STAR AF II was a multicenter, prospective, randomized trial with the objective to compare the efficacy of 3 different catheter ablation strategies in patients with persistent AF: PVI alone vs PVI plus CFE vs PVI plus Lines. The primary end point was freedom from documented AF lasting > 30 seconds at 18 months after 1 or 2 ablation procedures with or without antiarrhythmic medications.

A total of 589 patients were randomized 1:4:4 to PVI, PVI plus CFE, and PVI plus Lines, respectively. Successful PVI was performed in 97% of patients across all groups, CFEs were eliminated in 80%, and bidirectional block across both roof and mitral lines was achieved in 74%.

After 18 months, 59% of patients assigned to PVI alone were free from recurrent AF compared to 49% of patients assigned to PVI plus CFE and 46% of patients assigned to PVI plus Lines (P = .15). There were no significant differences between the groups in regard to the secondary end points, including freedom from AF after 2 ablation procedures and freedom from any atrial arrhythmia. AF burden was reduced significantly in all treatment groups. Complications were rare and did not differ significantly between the groups.

Dr Verma concluded that in the largest randomized trial to date evaluating the methods of AF ablation, there was no reduction in AF when additional substrate ablation (CFE or Lines) was performed in addition to PVI. Novel targets for ablation may include rotors, repetitive patterns, and non-PVI foci.

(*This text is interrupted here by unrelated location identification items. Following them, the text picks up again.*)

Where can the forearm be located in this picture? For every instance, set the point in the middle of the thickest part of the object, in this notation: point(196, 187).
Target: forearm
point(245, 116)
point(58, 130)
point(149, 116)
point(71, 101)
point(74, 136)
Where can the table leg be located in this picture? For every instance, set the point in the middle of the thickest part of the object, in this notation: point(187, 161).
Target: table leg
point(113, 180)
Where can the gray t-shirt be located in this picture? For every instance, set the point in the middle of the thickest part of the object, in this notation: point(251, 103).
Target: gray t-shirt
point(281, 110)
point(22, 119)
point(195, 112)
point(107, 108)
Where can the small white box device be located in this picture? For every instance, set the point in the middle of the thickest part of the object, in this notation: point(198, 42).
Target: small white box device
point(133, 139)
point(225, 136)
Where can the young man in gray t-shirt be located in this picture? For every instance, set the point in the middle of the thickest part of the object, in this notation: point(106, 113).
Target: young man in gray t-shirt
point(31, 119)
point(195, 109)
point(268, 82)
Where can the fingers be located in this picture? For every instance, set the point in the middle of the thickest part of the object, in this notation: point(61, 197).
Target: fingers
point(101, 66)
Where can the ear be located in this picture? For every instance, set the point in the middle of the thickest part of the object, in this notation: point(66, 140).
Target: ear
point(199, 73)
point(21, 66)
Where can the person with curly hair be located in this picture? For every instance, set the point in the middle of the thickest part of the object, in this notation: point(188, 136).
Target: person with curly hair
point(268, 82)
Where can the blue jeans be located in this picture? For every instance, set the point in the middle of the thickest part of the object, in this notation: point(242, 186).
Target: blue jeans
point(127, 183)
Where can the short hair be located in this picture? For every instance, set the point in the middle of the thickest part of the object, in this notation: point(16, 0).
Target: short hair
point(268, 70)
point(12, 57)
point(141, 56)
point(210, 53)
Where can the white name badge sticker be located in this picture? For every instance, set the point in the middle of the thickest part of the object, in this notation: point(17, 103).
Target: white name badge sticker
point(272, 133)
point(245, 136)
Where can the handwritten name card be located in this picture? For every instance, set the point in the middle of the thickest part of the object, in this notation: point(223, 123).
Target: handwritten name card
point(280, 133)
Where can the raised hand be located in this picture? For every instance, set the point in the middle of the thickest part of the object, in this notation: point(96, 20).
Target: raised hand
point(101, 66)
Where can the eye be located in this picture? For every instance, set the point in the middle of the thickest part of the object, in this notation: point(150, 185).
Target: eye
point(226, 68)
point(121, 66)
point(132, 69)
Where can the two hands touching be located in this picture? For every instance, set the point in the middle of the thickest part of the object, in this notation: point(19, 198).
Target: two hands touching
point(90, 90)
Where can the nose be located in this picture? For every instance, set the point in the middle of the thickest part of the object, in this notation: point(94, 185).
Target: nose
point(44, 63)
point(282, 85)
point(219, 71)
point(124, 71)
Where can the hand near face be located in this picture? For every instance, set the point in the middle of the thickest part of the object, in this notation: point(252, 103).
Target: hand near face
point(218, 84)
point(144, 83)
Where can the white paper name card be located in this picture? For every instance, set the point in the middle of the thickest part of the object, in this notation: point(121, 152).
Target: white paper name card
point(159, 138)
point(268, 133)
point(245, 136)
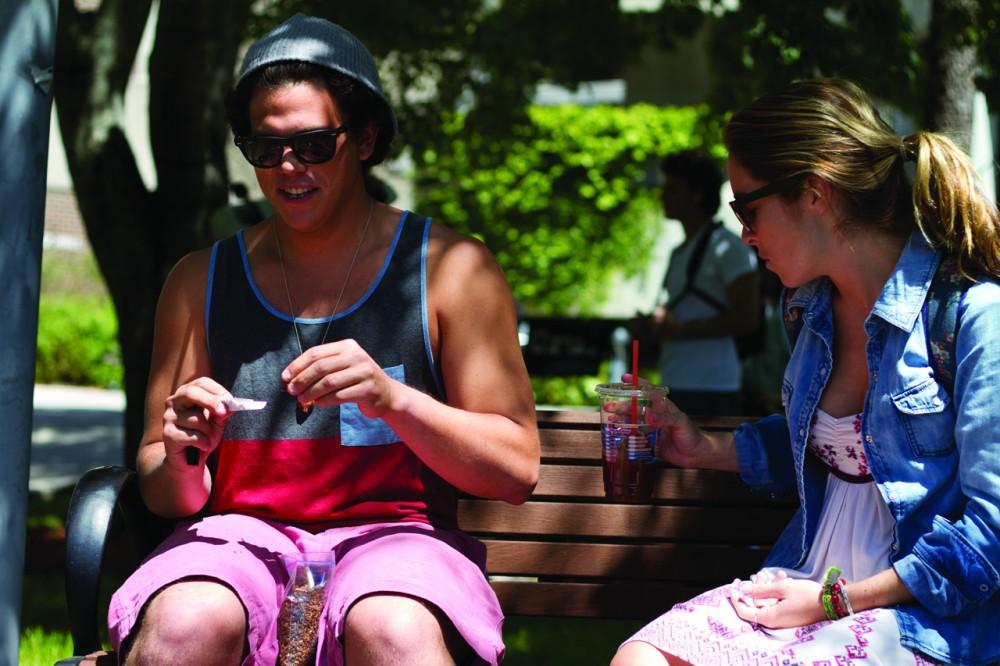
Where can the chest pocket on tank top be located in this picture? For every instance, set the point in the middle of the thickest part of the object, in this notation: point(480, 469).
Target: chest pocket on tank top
point(356, 429)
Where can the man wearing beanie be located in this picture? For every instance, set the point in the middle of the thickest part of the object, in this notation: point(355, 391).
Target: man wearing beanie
point(328, 380)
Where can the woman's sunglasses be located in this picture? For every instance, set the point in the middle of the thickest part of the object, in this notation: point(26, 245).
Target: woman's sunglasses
point(312, 147)
point(740, 201)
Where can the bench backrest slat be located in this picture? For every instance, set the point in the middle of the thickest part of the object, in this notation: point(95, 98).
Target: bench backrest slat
point(572, 519)
point(569, 551)
point(659, 561)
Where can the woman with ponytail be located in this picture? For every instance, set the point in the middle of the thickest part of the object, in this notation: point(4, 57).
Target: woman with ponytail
point(890, 437)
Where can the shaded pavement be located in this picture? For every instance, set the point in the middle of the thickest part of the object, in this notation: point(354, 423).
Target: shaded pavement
point(73, 429)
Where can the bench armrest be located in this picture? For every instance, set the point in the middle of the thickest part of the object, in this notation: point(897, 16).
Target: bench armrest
point(103, 498)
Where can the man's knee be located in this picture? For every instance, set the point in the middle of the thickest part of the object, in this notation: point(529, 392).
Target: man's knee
point(205, 614)
point(395, 624)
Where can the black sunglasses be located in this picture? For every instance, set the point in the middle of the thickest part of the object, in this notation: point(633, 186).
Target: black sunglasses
point(740, 201)
point(312, 147)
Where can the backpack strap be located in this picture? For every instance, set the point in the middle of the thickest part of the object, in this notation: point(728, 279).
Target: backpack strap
point(693, 267)
point(940, 312)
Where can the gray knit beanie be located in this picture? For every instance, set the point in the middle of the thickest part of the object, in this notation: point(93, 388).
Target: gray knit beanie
point(320, 42)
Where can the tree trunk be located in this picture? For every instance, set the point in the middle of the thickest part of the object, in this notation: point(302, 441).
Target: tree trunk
point(138, 235)
point(951, 69)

The Role of Rotors in Atrial Fibrillation

Omer Berenfeld, PhD, University of Michigan Health System, Ann Arbor, Michigan, USA, and Michel Haïssaguerre, MD, University of Bordeaux, Talence, France, discussed rotors and their role in AF mechanisms and treatment.

Rotors are a special type of reentrant circuits of action potentials possibly revolving around a normally excitable core; in contrast with the reentries in which the wavefront and wavetail do not meet, the curved front and tail of the rotor meet each other near their pivoting tip. Rotors are difficult to study, mainly because of the low voltage amplitude at their core and their tendency to meander and drift, prompting phase and frequency domain algorithms for their mapping [Rodrigo M et al. Heart Rhythm. 2014].

Various mapping methods have been developed to detect and map rotor activity in humans. A more invasive method involves the use of a basket catheter [Narayan SM et al. J Am Coll Cardiol. 2012]. The catheter provides localized atrial mapping but does not capture all tissue surface. Body surface mapping and electrocardiographic imaging are less invasive and provide panoramic biatrial mapping, but do not capture smaller signals [Rodrigo M et al. Heart Rhythm. 2014].

A mechanistic role of rotors in AF is suggested by termination and freedom from AF following the ablation of rotor sites. Treatment of AF in the CONFIRM trial [Narayan SM et al. J Am Coll Cardiol. 2012] (n = 92) resulted in AF termination or consistent slowing in 86% of patients who underwent targeted focal impulse and rotor modulation vs 20% of those treated by conventional ablation alone.